A music video released today in honor of Queen Elizabeth II's Diamond Jubilee makes good on the promise Prince Harry made on his tour of the Commonwealth countries earlier this year in which he jokingly (or so he may have thought) offered to contribute "just one hit" of the tambourine to "Sing," the song released by British pop star extraordinaire Gary Barlow in honor of the royal grandmother's milestone year of reign.
Well, it was no joke, and we've got the proof.
The video for the Jubilee anthem, composed by the Take That frontman and Andrew Lloyd Webber, was culled together by Barlow, who accompanied Harry on his overseas tour earlier this year and who somehow along the way managed to enlist the royal in taking part in the project.
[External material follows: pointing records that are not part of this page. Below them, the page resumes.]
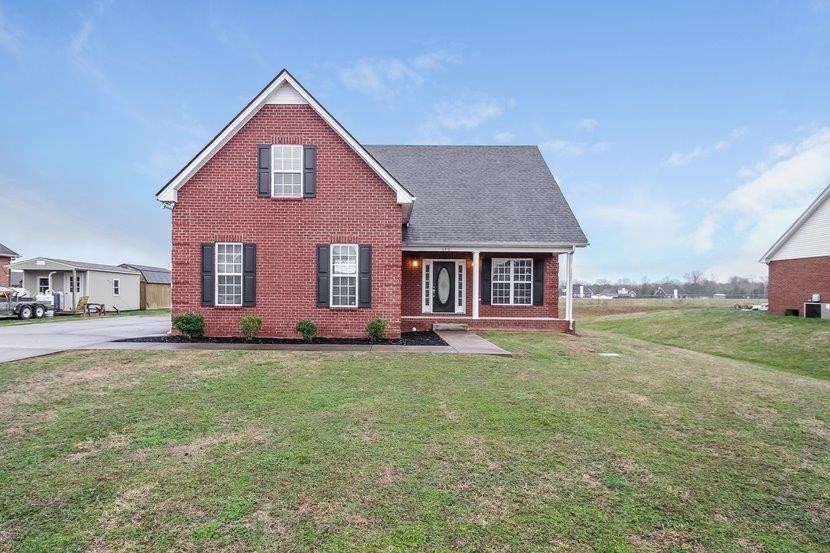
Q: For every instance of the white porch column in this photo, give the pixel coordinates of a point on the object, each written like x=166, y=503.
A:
x=476, y=283
x=569, y=291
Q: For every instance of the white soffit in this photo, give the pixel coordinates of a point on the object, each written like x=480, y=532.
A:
x=285, y=94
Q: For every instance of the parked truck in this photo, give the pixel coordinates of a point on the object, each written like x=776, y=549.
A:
x=14, y=303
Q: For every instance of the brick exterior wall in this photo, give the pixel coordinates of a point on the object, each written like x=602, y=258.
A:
x=353, y=205
x=793, y=281
x=412, y=290
x=5, y=274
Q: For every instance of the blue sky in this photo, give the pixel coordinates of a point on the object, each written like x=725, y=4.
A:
x=685, y=135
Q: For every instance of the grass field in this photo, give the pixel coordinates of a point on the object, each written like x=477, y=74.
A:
x=792, y=344
x=590, y=308
x=557, y=448
x=81, y=317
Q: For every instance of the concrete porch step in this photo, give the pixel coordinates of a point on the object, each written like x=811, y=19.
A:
x=450, y=326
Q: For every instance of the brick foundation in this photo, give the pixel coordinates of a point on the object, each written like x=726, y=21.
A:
x=794, y=281
x=353, y=205
x=507, y=317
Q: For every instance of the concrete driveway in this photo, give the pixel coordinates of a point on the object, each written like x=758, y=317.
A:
x=30, y=340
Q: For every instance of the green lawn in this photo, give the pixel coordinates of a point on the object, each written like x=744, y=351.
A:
x=81, y=317
x=556, y=448
x=793, y=344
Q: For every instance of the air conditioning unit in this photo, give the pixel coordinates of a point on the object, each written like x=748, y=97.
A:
x=815, y=310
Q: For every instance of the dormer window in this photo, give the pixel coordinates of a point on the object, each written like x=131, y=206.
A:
x=286, y=171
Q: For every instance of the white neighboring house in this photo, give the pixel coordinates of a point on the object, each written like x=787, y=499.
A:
x=70, y=280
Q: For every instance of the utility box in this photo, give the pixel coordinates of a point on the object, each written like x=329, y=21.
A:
x=815, y=310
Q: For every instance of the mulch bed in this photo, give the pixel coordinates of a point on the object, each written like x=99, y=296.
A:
x=425, y=338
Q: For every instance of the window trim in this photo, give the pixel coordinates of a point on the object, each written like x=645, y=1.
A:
x=301, y=171
x=356, y=277
x=460, y=266
x=512, y=282
x=216, y=275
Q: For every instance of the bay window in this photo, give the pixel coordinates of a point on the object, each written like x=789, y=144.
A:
x=512, y=282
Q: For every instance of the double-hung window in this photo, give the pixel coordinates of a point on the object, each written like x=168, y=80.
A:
x=344, y=275
x=228, y=274
x=75, y=283
x=512, y=282
x=286, y=171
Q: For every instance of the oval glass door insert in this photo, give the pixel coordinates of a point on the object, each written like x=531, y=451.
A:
x=443, y=285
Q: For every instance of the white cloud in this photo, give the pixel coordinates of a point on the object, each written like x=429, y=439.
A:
x=463, y=114
x=678, y=159
x=588, y=124
x=758, y=211
x=79, y=49
x=9, y=37
x=570, y=148
x=384, y=78
x=564, y=147
x=467, y=115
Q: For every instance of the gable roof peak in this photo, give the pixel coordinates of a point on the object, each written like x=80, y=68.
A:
x=168, y=193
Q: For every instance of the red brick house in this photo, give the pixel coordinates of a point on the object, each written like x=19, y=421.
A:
x=6, y=256
x=799, y=262
x=285, y=215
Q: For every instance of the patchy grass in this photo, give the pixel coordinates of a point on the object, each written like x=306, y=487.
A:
x=793, y=344
x=555, y=448
x=82, y=317
x=590, y=307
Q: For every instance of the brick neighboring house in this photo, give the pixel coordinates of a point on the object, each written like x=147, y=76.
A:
x=799, y=262
x=6, y=256
x=284, y=215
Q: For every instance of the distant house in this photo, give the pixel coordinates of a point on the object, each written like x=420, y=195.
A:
x=578, y=291
x=7, y=255
x=69, y=281
x=609, y=293
x=154, y=291
x=286, y=216
x=799, y=262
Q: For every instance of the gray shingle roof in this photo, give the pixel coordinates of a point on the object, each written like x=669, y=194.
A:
x=153, y=275
x=466, y=195
x=7, y=252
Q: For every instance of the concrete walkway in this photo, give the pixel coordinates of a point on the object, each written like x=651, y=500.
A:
x=42, y=338
x=467, y=342
x=458, y=342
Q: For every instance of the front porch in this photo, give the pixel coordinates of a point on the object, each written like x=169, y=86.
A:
x=485, y=288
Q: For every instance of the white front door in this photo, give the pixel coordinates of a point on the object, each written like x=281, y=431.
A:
x=444, y=285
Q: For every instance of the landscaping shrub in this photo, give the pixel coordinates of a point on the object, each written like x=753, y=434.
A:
x=251, y=326
x=376, y=329
x=191, y=325
x=308, y=329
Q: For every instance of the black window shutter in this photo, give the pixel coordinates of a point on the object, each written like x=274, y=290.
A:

And we're happy to see that on this one occasion, Prince William's little brother wasn't quite a man of his word: We counted two—not just one—distinct hits on his instrument. Even better, Harry shows off his dancing skills in the montage, footage taken from the Jamaican street fair celebrations he took part in back in March.
The rhythm got him in the end, after all. Albeit unknowingly.
"He's fun and relaxed and he's a really nice kid," Barlow told the British Press Association. "We caught him on his last day in Jamaica. We turned up and I asked him would he play on the record and he said, 'I don't sing.' But I said, 'No, no—I don't want you to sing, I want you to play the tambourine.' And so he said, 'It'll cost you.'
"Then we met him later on that night and he did the tambourine hit and we spun it into the track. He probably hasn't got a clue what he's part of just yet."
One thing he's definitely not part of: ego stroking. When asked by the press if the prince showed a penchant for musical abilities, Barlow replied simply, "No."
The song is set for release on May 28 and will be performed at the star-studded Jubilee concert set to take place outside Buckingham Palace on June 4.